Когда Вандиен неожиданно круто свернул влево, Ки последовала за ним, и только тут до нее дошло, что уже некоторое время она бездумно шагает, куда ее ведут, и даже не пытается высмотреть перед собою дорогу. Открытие было весьма унизительное, но Ки в кои-то веки раз проглотила обиду, понимая, что уж этого-то Вандиену никак в вину не вменишь. Он знал дорогу и уже доказал это. Если он еще и подыщет им местечко, где бы укрыться на ночь от сволочного мороза, то одним этим он заслужит всяческую помощь с ее стороны касаемо провоза через перевал…
Теперь вокруг было уже совершенно темно. Сигурд шумным фырканьем сообщал своей хозяйке о своем недовольстве и о том, что пора устраиваться на ночлег, а не топать в кромешном мраке неизвестно куда. Но Вандиен шел и шел вперед, и Ки следовала за ним не отставая. Глаза у нее устали, а ресницы смерзлись и заиндевели; она все равно не в силах была разглядеть вокруг почти ничего. Однако постепенно слева и справа замаячили стены неширокой расселины. Сугробы сделались мельче, как если бы они постепенно выбирались на берег из глубокой воды. Когда он стал по щиколотку, Вандиен неожиданно остановился.
– Пришли, – сказал он. – Разворачивай фургон, чтобы он прикрыл нас от ветра с гор.

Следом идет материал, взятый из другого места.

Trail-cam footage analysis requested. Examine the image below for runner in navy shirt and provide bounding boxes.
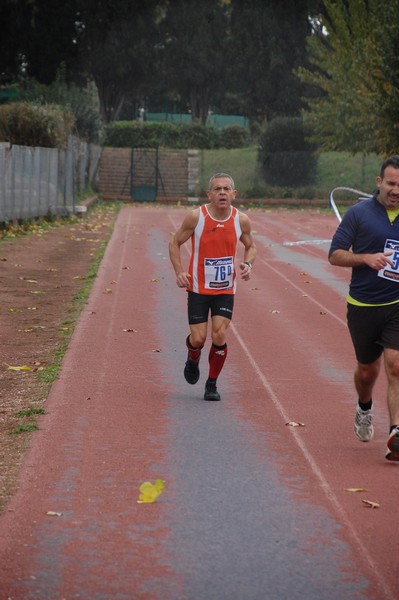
[329,155,399,462]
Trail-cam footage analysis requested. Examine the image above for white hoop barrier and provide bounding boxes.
[328,186,372,223]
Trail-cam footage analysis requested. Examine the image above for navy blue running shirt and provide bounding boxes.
[328,196,399,304]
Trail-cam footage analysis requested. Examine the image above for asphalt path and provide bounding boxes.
[0,205,399,600]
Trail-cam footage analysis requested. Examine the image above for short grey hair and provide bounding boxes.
[208,173,236,191]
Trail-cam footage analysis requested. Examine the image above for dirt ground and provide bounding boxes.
[0,205,116,513]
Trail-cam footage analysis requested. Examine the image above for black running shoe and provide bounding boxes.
[184,358,199,385]
[385,427,399,462]
[204,379,220,401]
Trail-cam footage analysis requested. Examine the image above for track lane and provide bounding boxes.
[0,206,397,600]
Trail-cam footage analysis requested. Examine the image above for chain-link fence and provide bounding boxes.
[0,137,101,223]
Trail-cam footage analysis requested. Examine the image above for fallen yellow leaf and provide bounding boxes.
[137,479,165,504]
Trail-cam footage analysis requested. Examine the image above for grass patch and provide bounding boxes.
[16,408,47,419]
[36,202,122,397]
[10,423,39,435]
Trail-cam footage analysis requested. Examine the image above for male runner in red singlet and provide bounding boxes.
[169,173,256,400]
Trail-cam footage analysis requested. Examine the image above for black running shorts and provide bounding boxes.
[347,302,399,365]
[187,292,234,325]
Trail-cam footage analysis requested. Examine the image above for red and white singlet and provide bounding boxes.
[188,205,242,294]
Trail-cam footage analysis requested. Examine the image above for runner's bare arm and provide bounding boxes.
[328,248,393,271]
[240,213,256,281]
[169,208,199,288]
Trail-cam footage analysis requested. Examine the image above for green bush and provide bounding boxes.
[220,125,251,148]
[259,117,317,186]
[104,121,250,149]
[0,102,75,148]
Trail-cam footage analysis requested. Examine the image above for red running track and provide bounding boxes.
[0,205,399,600]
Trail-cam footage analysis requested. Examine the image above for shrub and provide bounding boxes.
[104,121,250,150]
[259,117,317,186]
[0,102,75,148]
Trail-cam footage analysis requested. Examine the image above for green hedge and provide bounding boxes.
[104,121,251,149]
[0,102,75,148]
[259,117,317,186]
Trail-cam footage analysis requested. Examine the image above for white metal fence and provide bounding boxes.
[0,137,101,223]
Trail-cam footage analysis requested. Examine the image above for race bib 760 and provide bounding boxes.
[204,256,234,290]
[378,240,399,283]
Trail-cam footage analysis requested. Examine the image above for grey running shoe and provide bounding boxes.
[204,379,220,401]
[353,405,374,442]
[184,357,199,385]
[385,427,399,462]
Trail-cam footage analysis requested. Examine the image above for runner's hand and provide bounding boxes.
[176,271,191,288]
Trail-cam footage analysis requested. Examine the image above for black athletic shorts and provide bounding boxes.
[347,302,399,365]
[187,292,234,325]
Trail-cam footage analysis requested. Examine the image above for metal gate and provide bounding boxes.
[131,148,158,202]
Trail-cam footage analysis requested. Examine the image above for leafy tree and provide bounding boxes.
[298,0,399,154]
[0,0,76,84]
[78,0,162,123]
[18,70,102,143]
[230,0,317,121]
[161,0,229,123]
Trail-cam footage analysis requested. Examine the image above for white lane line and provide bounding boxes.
[259,258,347,328]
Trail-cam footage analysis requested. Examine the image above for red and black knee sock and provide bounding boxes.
[186,335,203,362]
[209,344,227,380]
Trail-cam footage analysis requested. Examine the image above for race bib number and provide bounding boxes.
[378,240,399,283]
[204,256,234,290]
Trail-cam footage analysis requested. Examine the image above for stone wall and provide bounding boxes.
[99,148,200,202]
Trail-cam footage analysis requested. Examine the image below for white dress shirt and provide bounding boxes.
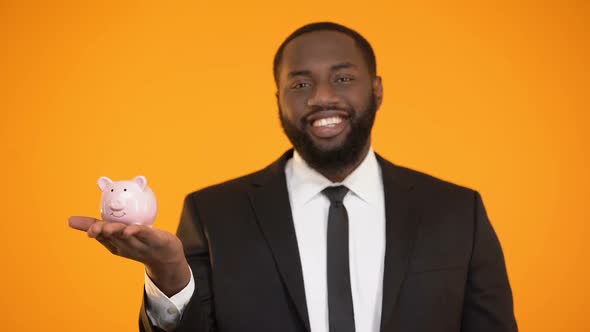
[145,149,385,332]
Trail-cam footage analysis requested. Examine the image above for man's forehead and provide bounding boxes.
[281,30,365,72]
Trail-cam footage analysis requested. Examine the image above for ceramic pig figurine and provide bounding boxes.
[98,176,158,226]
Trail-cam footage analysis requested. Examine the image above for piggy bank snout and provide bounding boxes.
[107,199,125,211]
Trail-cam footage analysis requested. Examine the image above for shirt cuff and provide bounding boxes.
[144,266,195,331]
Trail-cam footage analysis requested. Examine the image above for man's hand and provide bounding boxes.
[68,216,190,297]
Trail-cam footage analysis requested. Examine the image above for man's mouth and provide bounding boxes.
[111,212,127,218]
[311,116,344,127]
[307,110,350,139]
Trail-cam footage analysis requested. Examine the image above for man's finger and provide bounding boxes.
[96,235,119,255]
[131,225,162,247]
[68,216,98,232]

Ки тупо кивнула и молча повиновалась. Усталость волнами окатывала ее онемевшее, застывшее тело. Упряжка остановилась в кромешной темноте. Ки пришлось стащить рукавицы, чтобы выпрячь окончательно повесивших головы тяжеловозов. Металлические пряжки прилипали к коже. Вандиен куда-то исчез, но у Ки не было сил думать еще и о нем. В первую очередь она должна была позаботиться о конях. Невзирая на усталость и лютый холод, она тщательно обтерла серых от талой сырости и пота. Потом укрыла каждого теплой попоной. Наведалась в кабинку и добавила к попонам те самые вытертые одеяла. Это сулило некоторые затруднения ей самой, но коням теплая ночевка была жизненно необходима.

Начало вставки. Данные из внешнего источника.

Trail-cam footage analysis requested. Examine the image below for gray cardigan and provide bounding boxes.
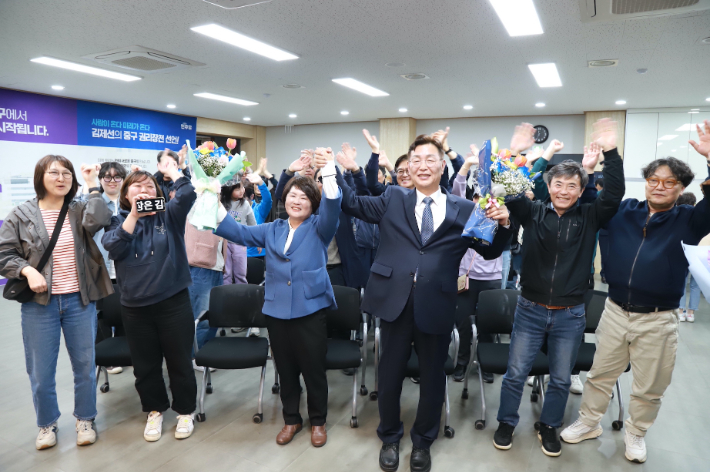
[0,194,113,305]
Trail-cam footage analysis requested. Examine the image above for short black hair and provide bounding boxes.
[675,192,697,206]
[641,157,695,187]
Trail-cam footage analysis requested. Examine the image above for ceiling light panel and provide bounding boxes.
[30,56,141,82]
[490,0,543,36]
[333,78,389,97]
[195,92,259,107]
[528,62,562,87]
[190,23,298,61]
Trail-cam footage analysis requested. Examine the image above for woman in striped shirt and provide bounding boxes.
[0,155,113,449]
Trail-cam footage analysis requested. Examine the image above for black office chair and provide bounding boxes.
[194,284,270,423]
[468,290,550,430]
[247,257,266,285]
[574,290,631,431]
[95,284,133,393]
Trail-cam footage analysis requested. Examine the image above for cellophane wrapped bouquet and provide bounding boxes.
[187,138,251,230]
[461,138,541,245]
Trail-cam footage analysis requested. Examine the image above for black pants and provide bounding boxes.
[377,291,451,449]
[266,310,328,426]
[121,289,197,415]
[456,279,501,365]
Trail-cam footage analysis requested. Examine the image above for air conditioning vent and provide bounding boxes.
[84,46,205,74]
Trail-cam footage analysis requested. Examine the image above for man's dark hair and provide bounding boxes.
[281,176,321,214]
[34,154,79,202]
[158,150,180,165]
[409,134,444,159]
[546,159,589,188]
[675,192,697,206]
[641,157,695,187]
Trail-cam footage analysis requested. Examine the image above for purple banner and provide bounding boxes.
[0,89,77,145]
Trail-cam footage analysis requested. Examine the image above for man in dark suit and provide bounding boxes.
[337,136,512,471]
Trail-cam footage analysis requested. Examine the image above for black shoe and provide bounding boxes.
[380,442,399,472]
[454,364,466,382]
[537,423,562,457]
[493,423,515,451]
[409,446,431,472]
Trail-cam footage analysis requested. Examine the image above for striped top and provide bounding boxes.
[40,210,79,295]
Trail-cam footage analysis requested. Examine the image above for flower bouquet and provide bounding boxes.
[187,138,251,230]
[461,138,540,245]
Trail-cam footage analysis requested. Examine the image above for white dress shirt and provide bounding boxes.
[414,188,446,232]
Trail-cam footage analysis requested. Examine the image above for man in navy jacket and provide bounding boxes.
[561,120,710,462]
[337,136,512,471]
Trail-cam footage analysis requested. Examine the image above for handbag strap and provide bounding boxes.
[35,202,69,272]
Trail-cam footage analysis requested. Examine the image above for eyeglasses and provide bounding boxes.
[103,174,123,183]
[646,177,678,189]
[45,170,72,180]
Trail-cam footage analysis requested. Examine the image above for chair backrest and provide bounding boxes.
[247,257,266,285]
[209,284,266,328]
[325,285,362,332]
[96,284,123,328]
[584,290,608,333]
[476,290,520,334]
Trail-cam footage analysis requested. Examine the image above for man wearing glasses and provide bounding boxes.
[561,120,710,463]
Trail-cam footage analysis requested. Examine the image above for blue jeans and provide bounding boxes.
[680,275,700,311]
[498,297,586,428]
[20,292,96,428]
[500,249,510,290]
[188,266,222,349]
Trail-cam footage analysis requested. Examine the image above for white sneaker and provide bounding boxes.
[143,411,163,442]
[35,423,59,451]
[569,375,584,395]
[192,359,217,372]
[624,429,646,464]
[175,415,195,439]
[76,420,96,446]
[560,419,603,444]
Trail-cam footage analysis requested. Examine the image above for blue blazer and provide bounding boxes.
[337,174,512,334]
[215,190,342,320]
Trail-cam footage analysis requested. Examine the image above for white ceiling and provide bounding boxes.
[0,0,710,126]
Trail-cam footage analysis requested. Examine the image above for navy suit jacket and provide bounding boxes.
[337,173,512,334]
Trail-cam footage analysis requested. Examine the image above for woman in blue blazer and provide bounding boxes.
[215,150,342,447]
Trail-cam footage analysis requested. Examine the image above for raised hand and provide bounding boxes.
[592,118,618,152]
[688,120,710,161]
[510,123,535,156]
[362,129,380,154]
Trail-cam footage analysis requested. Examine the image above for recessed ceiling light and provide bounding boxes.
[190,23,298,61]
[490,0,542,36]
[30,56,141,82]
[333,78,389,97]
[528,62,562,87]
[195,92,259,107]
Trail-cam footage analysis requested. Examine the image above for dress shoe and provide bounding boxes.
[311,425,328,447]
[380,442,399,472]
[276,424,303,446]
[409,446,431,472]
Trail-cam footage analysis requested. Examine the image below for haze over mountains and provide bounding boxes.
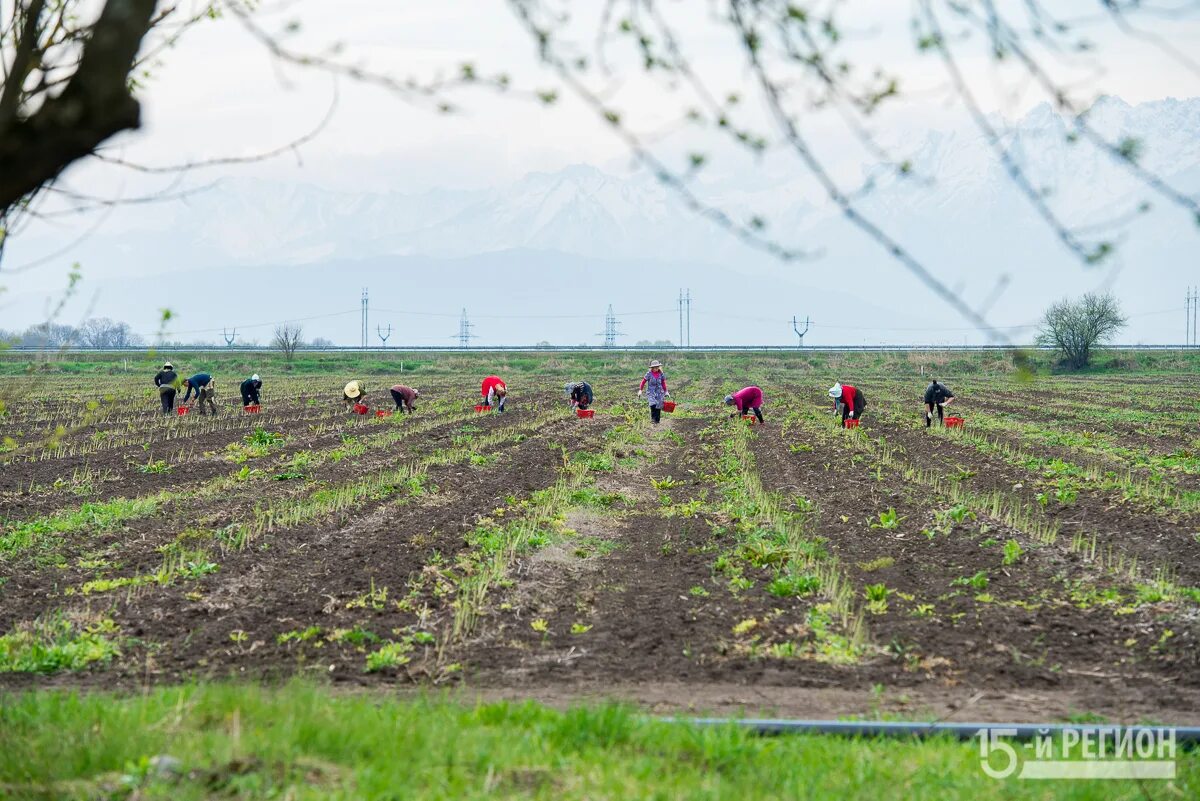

Потом ее слуха достигло бормотание Вандиена и перестук деревянных поленьев. В темноте рассыпались искры – он пытался высечь огонь. Отмеряя Сигурду с Сигмундом щедрую порцию зерна, Ки воспаленными глазами отметила для себя место, где находился Вандиен. Вот оттуда донеслась приглушенная брань… и, наконец, малюсенький красноватый язычок высветил укрывавшие его руки мужчины.
К тому времени, когда Ки затолкала мешок с зерном обратно в кузов фургона, костер разгорелся вовсю. Граница света и тьмы заново расчертила для Ки мир; бок фургона и вогнутая стена из камня и льда – дальше не было ничего. Упряжные кони, обычно с немалой опаской относившиеся к огню, отбросили страх и тоже жались к его слабенькому теплу. Ки подошла поближе и стала смотреть в мерцающую глубину пламени. Вандиен подложил еще одно обледенелое полено. Оно зашипело и задымилось, потом начало разгораться. Запузырилась, затрещала смола, распространяя волну жара, от которой у Ки заболела стянутая холодом кожа на лице. Она вытянула перед собой руки и принялась греть их, не снимая рукавиц. Постепенно тепло распространялось по телу, не спеша, однако, достигать ног. Пальцы казались Ки ледышками, затерявшимися где-то в мокрых, насквозь промерзших башмаках.